Varvat Jérôme, Epinat Magali, Montmartin Aurélie, Accassat Sandrine, Boutet Claire, Garcin Arnauld, Li Guorong, Malergue Fabrice, Chapelle Céline, Laporte Silvy, Garnier Pierre, Lambert Claude, Mallouk Nora, Mismetti Patrick
Neurovascular Unit, Saint-Etienne University Hospital Center, North Hospital Saint-Etienne F-42055, France.
University of Lyon, UJM-Saint-Etienne, Inserm, Sainbiose U1089 Saint-Etienne F-42023, France.
Am J Transl Res. 2018 Aug 15;10(8):2712-2721. eCollection 2018.
Low biological response to Clopidogrel prescribed after non cardioembolic ischemic stroke or transient ischemic attack (TIA) is a major clinical problem and could explain the recurrence of vascular events. Platelet α2-adrenoreceptors are involved in the high residual platelet reactivity in stable coronary artery disease patients on dual antiplatelet therapy. In the present study we investigated the impact of platelet α2-adrenoreceptors on ADP-induced platelet aggregation and on ADP-induced platelet membrane CD62P (P-selectin) expression, a marker of platelet activation on blood samples from patients hospitalized at the acute phase of a non cardioembolic ischemic stroke or TIA.

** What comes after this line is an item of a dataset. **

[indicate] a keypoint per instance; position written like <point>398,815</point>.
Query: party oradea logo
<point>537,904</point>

72 consecutive patients were prospectively recruited over the course of two years in a monocentric study. Patients received a daily 75 mg-dose of Clopidogrel. ADP-induced platelet aggregation was measured alone, with low dose epinephrine or with atipamezole, a selective α blocker of α2-adrenoreceptors, by Light Transmittance Aggregometry (LTA). Platelet membrane expression of P-selectin was measured by flow cytometry with either ADP alone or combined with epinephrine.
Epinephrine at low dose stimulated ADP-induced platelet membrane expression of CD62P whereas Atipamezole significantly inhibited 10 µM ADP-induced platelet aggregation.

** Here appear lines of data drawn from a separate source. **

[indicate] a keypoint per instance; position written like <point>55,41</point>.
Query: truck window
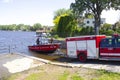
<point>109,42</point>
<point>118,42</point>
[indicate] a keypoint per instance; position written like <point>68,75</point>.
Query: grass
<point>33,76</point>
<point>105,75</point>
<point>76,77</point>
<point>49,72</point>
<point>64,76</point>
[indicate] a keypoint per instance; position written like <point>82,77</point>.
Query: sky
<point>39,11</point>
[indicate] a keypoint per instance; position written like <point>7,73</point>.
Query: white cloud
<point>7,1</point>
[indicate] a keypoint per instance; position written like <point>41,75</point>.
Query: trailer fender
<point>82,57</point>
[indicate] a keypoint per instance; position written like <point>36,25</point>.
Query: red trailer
<point>93,47</point>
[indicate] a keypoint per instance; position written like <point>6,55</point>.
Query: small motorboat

Our study showed the role of platelet α2-adrenoreceptors in biological low response to Clopidogrel for patients hospitalized for a non-cardioembolic ischemic stroke or TIA. Atipamezole could improve the status of biological response to Clopidogrel.
非心源性缺血性卒中或短暂性脑缺血发作(TIA)后服用氯吡格雷时生物反应低下是一个主要临床问题,这可能解释血管事件的复发。血小板α2 - 肾上腺素能受体与接受双联抗血小板治疗的稳定型冠状动脉疾病患者的高残余血小板反应性有关。在本研究中,我们调查了血小板α2 - 肾上腺素能受体对ADP诱导的血小板聚集以及对ADP诱导的血小板膜CD62P(P - 选择素)表达的影响,CD62P是急性非心源性缺血性卒中或TIA住院患者血样中血小板活化的标志物。
在一项单中心研究中,连续两年前瞻性招募了72例患者。患者每日服用75 mg剂量的氯吡格雷。通过透光率聚集法(LTA)单独测量、用低剂量肾上腺素或用阿替美唑(一种α2 - 肾上腺素能受体的选择性拮抗剂)测量ADP诱导的血小板聚集。通过流式细胞术单独用ADP或与肾上腺素联合使用来测量血小板膜P - 选择素的表达。
低剂量肾上腺素刺激ADP诱导的血小板膜CD62P表达,而阿替美唑显著抑制10 µM ADP诱导的血小板聚集。
我们的研究表明血小板α2 - 肾上腺素能受体在因非心源性缺血性卒中或TIA住院患者对氯吡格雷的生物低反应中起作用。阿替美唑可改善对氯吡格雷的生物反应状态。